Tuesday, March 6, 2012

Middle Earth vs. Hogwarts vs. Damar

If I could have one ticket to any fictional world, I'd be torn between Middle Earth, Hogwarts, Narnia and now...a place called Damar, brought to life in The Blue Sword, by Robin McKinley (and it's prequel, The Hero and the Crown).
I don't have a source (darn you, Tumblr) - please tell me if you know the source.

WARNING: this post is just a pure outpouring of love for a book. The kind of book that glows with its own warmth on a rainy day, like the one in this picture:
Again, I don't have a source (darn you, Pinterest) - please tell me if you know the source.
My first clue that I would love The Blue Sword came when the girl at the library who checked it out for me  said, "Oh, this is one of my favorite books. It's wonderful."

Wonderful is such an overused word we don't appreciate it anymore. But to be full of wonder is to think or speculate curiously, or to be filled with admiration, amazement, or awe; to marvel.

Among a million words, wonder ranks in the top ten. I think it outranks even beauty, because it has more dimensions than beauty. Really, I think maybe only love has more dimensions than wonder.

And so the highest compliment I can give a book is when it inspires love or wonder.

I started re-reading this book the moment I finished it. I'm reading it more slowly this time (I had to buy myself a copy, of course), savoring every moment, dwelling over paragraphs, soaking in the setting, smiling every moment.

This is the kind of book where if you are blue, having a bad day, you can pick it up and open to any random page, read for 10 minutes and it makes you - oh, the word isn't just happy, or excited, or inspired, or transported, - ah - it's all of those, which "wonder" marvelously encompasses.

On to specifics. 10 reasons (in no particular rank) why The Blue Sword fills me with wonder:

1) It's Victorian England/British Empire meets the Riders of Rohan (desert version). I could try to explain this, but it's much more fun to read it in the book.

2) It's got a magic with character. Kelar is a sort of living magic with its own will and purpose and apparent capriciousness.

3) The main protagonist is a girl named Harry Crewe.
All the buzz these days is about how readers want strong, resourceful women, fighters who might swoon over hot men but certainly don't have to be saved by them. Well, 30 years ago this book introduced a young woman who learns to wield a sword as well as any man, without bearing a grudge, a death-wish, revenge-wish, or even a chip on her shoulder. And her name is Harry Crewe. I  LOVE that name!
Gypsy, by Volker on 500px (Harry, minus the head-dress)
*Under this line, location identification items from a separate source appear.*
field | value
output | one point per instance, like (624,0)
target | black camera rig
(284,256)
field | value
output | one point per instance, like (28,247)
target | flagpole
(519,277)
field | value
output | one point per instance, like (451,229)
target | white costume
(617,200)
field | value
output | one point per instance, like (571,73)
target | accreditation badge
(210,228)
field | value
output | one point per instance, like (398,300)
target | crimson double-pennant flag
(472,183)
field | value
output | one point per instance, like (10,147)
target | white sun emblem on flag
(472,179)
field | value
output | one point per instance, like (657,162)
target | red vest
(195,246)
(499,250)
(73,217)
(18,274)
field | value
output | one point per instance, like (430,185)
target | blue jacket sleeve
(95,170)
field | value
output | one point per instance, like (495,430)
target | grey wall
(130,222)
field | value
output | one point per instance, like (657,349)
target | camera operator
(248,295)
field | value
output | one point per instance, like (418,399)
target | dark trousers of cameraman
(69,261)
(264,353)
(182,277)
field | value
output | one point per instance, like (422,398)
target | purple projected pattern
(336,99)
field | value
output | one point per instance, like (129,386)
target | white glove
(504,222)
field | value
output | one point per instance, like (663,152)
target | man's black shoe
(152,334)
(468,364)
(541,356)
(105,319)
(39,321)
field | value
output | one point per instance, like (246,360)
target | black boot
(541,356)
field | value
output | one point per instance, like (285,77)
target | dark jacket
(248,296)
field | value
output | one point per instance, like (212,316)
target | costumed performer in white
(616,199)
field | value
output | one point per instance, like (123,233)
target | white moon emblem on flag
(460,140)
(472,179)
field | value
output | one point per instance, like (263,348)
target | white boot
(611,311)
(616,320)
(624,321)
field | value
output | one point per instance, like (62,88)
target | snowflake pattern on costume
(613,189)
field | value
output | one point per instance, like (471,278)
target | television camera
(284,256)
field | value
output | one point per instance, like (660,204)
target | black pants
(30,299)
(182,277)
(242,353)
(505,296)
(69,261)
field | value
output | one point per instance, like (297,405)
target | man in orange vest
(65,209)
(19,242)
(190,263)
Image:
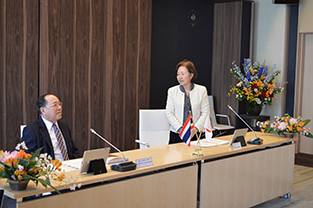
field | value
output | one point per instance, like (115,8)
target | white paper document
(71,165)
(210,143)
(218,141)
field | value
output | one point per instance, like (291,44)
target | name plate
(144,162)
(236,145)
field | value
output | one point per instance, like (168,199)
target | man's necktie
(60,141)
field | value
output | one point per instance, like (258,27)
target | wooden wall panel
(96,89)
(131,69)
(93,54)
(19,67)
(2,73)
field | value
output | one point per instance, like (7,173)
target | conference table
(221,177)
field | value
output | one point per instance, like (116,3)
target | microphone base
(123,167)
(256,141)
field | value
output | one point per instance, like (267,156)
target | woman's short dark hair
(190,67)
(41,102)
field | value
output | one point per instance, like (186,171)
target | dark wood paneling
(18,67)
(96,118)
(118,73)
(131,69)
(31,56)
(82,69)
(94,55)
(3,42)
(14,67)
(98,66)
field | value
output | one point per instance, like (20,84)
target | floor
(302,193)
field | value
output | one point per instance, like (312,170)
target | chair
(154,128)
(222,128)
(21,129)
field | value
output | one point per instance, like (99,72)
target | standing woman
(183,98)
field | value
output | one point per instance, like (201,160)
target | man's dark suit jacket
(36,136)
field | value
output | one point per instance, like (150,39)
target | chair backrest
(21,129)
(212,112)
(153,127)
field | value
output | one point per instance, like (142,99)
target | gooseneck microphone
(94,132)
(125,166)
(255,140)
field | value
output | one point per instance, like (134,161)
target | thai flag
(208,128)
(185,133)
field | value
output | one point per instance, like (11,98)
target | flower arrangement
(256,84)
(19,165)
(286,124)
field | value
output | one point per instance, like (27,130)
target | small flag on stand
(208,128)
(185,133)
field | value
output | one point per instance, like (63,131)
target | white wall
(270,43)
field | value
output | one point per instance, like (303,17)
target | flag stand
(198,150)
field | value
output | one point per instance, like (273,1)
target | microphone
(120,166)
(255,140)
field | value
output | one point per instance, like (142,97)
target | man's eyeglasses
(55,105)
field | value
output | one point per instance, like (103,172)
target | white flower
(18,146)
(293,121)
(72,188)
(24,145)
(239,84)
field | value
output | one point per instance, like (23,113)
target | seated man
(50,133)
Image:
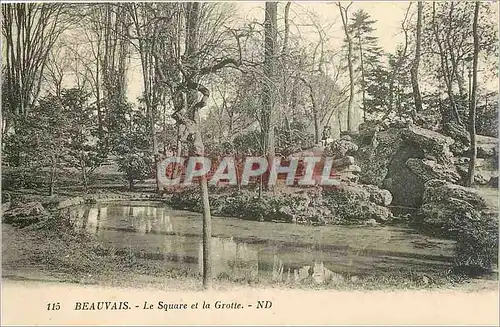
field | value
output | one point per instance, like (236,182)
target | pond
(252,250)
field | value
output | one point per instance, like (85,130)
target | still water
(252,250)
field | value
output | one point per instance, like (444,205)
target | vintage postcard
(250,163)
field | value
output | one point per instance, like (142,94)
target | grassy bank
(51,251)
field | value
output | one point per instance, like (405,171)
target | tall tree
(472,102)
(344,15)
(369,52)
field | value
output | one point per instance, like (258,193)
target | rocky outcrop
(402,160)
(24,214)
(444,203)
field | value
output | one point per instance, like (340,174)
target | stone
(440,215)
(348,177)
(487,147)
(342,162)
(70,202)
(429,169)
(352,203)
(484,172)
(375,156)
(460,136)
(378,196)
(401,160)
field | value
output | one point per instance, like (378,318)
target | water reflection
(159,233)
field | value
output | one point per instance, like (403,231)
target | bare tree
(344,15)
(472,102)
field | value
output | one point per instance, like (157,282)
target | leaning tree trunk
(417,97)
(472,103)
(343,14)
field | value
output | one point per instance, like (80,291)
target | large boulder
(485,173)
(460,135)
(377,195)
(341,148)
(375,153)
(441,215)
(427,169)
(467,216)
(353,203)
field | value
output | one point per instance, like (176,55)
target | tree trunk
(363,83)
(417,97)
(269,95)
(343,14)
(52,176)
(472,103)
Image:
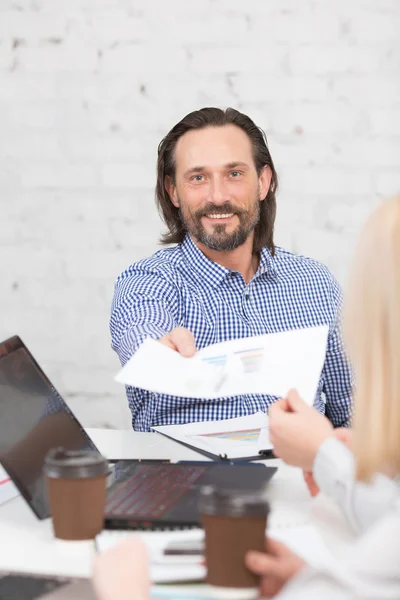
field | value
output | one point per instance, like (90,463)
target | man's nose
(218,193)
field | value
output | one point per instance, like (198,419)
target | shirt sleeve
(367,571)
(362,504)
(337,373)
(144,306)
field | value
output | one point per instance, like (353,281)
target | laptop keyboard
(151,491)
(27,587)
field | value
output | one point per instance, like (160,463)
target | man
(224,278)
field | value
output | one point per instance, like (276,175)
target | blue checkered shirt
(180,287)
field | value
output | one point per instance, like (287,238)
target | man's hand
(297,430)
(122,572)
(276,567)
(181,340)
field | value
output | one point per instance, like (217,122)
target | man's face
(217,189)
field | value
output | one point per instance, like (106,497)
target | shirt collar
(213,273)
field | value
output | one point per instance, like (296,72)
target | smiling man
(224,278)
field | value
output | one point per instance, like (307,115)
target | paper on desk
(240,437)
(266,364)
(7,488)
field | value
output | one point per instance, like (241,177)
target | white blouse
(370,569)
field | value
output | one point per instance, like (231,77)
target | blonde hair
(372,330)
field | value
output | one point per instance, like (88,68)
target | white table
(27,544)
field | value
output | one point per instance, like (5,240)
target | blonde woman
(363,486)
(363,483)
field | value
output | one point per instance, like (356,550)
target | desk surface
(28,544)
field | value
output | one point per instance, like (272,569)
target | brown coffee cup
(76,486)
(234,522)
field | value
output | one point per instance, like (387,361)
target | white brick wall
(87,90)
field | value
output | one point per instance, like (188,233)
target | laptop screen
(33,419)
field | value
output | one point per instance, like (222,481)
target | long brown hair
(215,117)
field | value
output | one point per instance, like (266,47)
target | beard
(219,239)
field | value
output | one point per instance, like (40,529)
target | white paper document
(267,364)
(242,437)
(7,488)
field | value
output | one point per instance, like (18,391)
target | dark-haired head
(261,215)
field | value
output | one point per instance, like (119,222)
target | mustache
(221,209)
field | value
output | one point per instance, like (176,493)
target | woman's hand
(276,567)
(342,434)
(297,430)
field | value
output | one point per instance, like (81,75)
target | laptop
(140,494)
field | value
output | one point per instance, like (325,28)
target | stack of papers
(305,540)
(7,488)
(164,568)
(239,438)
(267,364)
4) Corlath, the Hill-king You get to know him, but you never really KNOW him. I missed him in every scene he wasn't present. The man can start fires with his eyes, though he doesn't (except once) - it's not like a superpower; he is much too subtle.
Luke Goss in One Night With the King
Maybe not the best picture of him (but I couldn't resist the crown). Try this one:

5) Horses you must ride without reins. 
Windrose by *anndr on Deviant Art

6) A character that begs to be played by Patrick Stewart.
Patrick Stewart as Gurney Halleck in Dune
That would be Colonel Dedham (and Anthony Hopkins would be a great Mathin, by the way). 
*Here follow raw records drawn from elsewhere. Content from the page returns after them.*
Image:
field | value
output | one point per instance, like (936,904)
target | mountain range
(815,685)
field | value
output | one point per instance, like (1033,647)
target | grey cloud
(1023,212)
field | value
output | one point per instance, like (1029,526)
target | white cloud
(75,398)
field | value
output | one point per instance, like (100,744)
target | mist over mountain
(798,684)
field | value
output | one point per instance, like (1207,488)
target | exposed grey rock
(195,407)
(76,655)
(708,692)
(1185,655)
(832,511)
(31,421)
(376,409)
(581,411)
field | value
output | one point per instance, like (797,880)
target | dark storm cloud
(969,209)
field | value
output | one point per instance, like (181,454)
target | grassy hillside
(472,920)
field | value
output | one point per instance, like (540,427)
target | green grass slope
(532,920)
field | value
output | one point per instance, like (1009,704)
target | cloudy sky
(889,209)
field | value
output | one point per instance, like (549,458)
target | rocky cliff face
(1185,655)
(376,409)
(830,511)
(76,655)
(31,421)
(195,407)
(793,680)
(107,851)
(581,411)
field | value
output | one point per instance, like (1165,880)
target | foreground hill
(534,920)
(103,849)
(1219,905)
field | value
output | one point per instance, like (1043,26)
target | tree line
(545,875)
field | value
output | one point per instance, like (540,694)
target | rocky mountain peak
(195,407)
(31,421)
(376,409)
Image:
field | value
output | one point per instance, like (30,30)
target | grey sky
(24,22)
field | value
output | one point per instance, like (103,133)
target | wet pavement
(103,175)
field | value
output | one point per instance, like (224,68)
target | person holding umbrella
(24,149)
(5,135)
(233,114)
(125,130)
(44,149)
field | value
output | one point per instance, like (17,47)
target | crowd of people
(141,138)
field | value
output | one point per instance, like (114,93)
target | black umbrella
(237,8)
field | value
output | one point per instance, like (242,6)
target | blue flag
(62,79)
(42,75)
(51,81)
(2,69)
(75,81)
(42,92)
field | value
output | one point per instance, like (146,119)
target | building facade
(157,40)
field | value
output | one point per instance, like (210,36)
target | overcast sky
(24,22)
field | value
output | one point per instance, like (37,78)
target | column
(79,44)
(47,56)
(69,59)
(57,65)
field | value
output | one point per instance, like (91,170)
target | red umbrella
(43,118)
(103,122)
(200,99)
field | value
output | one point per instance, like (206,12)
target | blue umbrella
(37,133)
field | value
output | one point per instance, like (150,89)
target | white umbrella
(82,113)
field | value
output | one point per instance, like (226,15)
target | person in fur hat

7) Hunting cats. You know how you can train dogs and falcons to hunt for you? You can train cats, too, in Damar.

8) Wryness.  A great book will have many tones, but one overarching tone that raises the book head and shoulders above other mere novels, and this book is all about wryness. Isn't that a cool word, all by itself? Well, you just have to read it in action in this book.

9) Jumping points of view.
Not many authors can succeed in this; truly I think this is the second crowning achievement of a great author, getting the reader to move from one character's head to another's without blinking an eye (the first is, of course, stirring a reader so deeply they can't stop thinking about a book). I LOVE jumping around in the heads of different characters when it is skillfully done. It adds such richness to the story. You rarely see it even tried anymore.

10) Plot.
You really have to admire a plot that runs straight and true, beautifully simple, and yet avoids being predictable.You know what's going to happen, but it's HOW it's going to happen that keeps you turning pages breathlessly.

Well done, Blue Sword. Well done.  My world is brighter now that I have found this story.

My only question is, why did I find this in the middle grade shelves? Is it because the animals seem to talk? (even though they don't actually). Harry, the main character, is at least old enough to get married, though her age is never stated. You could call it either young adult OR adult fantasy. This is one of those universal books that appeals to all ages.

In case this post wasn't long enough (ha!), here's a link to my Goodreads review of the Blue Sword, which is three times the length. Yeah, I'm that crazy about this book.

What's the last book that had you casting characters for a movie while you were reading it?